After the paper was secured, a layer of Mod Podge was placed first over the colour blocks. This was done to make sure that the Mod Podge did not re-wet the paint and cause the paint to be smeared over the other colours and the white borders. When this was dry, I then laid a layer of Mod Podge over the whole canvas to seal it. While it was left to air dry, I started Part 2.
The first thing to do is to decide on what size your stamping card will be. This saves a lot of time later as pre-cut once you have decided where the stamp lays on it, you're able to judge where to stamp over a few card bases.
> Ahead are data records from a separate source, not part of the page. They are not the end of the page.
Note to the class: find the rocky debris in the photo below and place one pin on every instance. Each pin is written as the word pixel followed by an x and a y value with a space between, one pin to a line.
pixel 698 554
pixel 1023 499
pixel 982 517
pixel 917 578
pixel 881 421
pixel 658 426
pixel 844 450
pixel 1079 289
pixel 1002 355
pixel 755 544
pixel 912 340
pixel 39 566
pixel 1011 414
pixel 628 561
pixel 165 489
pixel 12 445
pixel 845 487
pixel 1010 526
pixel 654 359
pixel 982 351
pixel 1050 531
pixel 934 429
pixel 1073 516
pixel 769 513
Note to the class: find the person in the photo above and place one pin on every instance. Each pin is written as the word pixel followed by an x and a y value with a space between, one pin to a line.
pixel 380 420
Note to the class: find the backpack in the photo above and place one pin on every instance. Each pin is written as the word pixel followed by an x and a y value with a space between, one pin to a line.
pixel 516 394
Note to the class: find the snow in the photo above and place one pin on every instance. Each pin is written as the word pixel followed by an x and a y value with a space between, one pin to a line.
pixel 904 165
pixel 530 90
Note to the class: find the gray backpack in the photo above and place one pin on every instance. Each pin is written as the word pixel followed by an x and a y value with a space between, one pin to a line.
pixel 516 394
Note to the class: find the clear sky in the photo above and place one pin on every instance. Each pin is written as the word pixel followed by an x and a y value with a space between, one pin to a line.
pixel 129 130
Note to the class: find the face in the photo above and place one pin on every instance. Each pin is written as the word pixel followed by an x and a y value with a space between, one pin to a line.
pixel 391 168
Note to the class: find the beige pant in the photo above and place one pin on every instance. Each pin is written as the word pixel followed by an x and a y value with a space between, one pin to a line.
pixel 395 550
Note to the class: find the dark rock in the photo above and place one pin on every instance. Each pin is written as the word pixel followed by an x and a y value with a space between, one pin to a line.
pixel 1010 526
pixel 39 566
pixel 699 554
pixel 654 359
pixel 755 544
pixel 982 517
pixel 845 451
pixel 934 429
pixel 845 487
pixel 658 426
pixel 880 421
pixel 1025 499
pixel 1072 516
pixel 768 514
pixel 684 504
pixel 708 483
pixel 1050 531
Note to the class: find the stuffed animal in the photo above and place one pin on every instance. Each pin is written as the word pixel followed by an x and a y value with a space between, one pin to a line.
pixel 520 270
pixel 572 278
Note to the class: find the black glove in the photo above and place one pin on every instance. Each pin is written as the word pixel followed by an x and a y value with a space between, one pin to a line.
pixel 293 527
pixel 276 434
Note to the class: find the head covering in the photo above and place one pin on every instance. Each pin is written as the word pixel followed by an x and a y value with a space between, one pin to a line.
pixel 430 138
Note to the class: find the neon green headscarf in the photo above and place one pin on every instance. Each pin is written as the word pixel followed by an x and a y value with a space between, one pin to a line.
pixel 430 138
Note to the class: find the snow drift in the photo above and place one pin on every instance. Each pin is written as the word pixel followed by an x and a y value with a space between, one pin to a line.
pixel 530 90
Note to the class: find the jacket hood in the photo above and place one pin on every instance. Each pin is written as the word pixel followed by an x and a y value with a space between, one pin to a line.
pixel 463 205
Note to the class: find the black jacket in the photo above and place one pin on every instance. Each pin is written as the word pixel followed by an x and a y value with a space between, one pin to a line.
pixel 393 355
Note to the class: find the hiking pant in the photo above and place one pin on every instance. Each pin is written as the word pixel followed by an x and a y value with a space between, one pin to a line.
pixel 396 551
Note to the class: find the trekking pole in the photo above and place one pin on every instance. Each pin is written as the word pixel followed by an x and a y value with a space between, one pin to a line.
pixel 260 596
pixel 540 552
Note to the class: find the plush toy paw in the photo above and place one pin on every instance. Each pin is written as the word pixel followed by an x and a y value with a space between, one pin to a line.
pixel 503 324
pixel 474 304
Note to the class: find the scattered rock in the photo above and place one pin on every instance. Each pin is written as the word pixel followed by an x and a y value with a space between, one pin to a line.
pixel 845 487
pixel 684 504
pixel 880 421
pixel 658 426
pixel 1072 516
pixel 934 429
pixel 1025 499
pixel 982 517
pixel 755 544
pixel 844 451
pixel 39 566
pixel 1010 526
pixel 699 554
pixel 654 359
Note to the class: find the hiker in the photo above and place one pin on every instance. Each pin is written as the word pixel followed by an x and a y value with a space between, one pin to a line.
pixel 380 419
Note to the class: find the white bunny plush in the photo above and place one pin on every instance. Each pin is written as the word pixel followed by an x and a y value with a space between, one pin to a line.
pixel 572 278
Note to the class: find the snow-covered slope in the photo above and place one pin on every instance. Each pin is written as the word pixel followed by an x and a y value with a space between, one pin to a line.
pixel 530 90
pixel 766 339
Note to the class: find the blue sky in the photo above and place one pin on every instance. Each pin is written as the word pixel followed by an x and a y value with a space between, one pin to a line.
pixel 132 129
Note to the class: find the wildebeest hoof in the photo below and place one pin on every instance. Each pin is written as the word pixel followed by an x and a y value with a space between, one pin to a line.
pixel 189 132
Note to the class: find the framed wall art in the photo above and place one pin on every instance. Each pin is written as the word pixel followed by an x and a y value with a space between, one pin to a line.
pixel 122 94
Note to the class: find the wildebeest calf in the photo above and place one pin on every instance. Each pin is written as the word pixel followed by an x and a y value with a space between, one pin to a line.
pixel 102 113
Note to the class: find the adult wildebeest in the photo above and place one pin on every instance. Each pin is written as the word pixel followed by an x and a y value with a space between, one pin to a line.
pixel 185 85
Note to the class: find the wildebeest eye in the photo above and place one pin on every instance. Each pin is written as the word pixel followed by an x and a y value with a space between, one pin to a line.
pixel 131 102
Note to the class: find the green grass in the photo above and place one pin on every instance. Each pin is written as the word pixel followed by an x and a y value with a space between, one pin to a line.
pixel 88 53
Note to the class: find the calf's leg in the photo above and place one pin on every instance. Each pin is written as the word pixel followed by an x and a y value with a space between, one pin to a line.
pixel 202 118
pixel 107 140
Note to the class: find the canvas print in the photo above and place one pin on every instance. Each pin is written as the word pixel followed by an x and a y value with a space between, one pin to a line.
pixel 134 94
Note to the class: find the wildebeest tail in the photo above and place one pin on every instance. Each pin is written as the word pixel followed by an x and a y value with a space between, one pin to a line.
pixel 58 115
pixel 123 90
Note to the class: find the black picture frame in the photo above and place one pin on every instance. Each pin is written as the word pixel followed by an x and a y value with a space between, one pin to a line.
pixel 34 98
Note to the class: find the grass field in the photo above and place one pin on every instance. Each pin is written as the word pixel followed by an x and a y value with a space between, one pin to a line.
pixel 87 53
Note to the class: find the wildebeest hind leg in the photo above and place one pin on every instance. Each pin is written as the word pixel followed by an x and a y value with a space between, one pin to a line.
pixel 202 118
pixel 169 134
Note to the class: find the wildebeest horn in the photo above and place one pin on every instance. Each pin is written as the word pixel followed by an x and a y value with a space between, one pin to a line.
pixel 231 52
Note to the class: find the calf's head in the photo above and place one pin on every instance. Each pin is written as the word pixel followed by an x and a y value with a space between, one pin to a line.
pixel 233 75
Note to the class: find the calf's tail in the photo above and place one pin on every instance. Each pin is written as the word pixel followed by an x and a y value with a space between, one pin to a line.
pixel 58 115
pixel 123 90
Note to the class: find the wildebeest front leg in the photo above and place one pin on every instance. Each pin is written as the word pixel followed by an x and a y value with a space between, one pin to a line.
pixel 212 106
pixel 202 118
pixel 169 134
Using the base of the stamp we are able to judge where the final image will be placed.


As the surface of the card base is glossy, it gives us a little time to then place the stamped image into a tub of fine clear embossing powder and then cover the card with the powder using an old spoon.

Once all the cards had then been heat set by melting the powder, using the ruler and a waterproof pen, I drew a box around the image using the edge of the card as a guide. This measurement was used on all the cards to uniform them. 
Once the pen mark had dried, using the Cosmic Shimmer Black Pearl PVA Glue, I placed a dot at each corner.

I filled some misters with Indian Inks. I wanted to use this form of medium, as it holds much better on a gloss surface as well as being able to hold its own colour hue when each layer is dry. The inks were not expensive - I keep those for when I'm dong fine lines and lettering.

I opted to use a strong double sided tape (I also used a strong clear glue just for added strength!). I wanted the stamped imagery to be as permanent as possible and the wet glue enabled me to position the card.

By using a ruler that enables me to position items, I was able to glue the cards in a uniform grid. 
There we have it, a POP ART project that can be done using any stamp that has a figure as the image. You can also maybe look at birds, dogs, cats etc. It's just a fun project that can be taken apart and used in other projects and not just this one.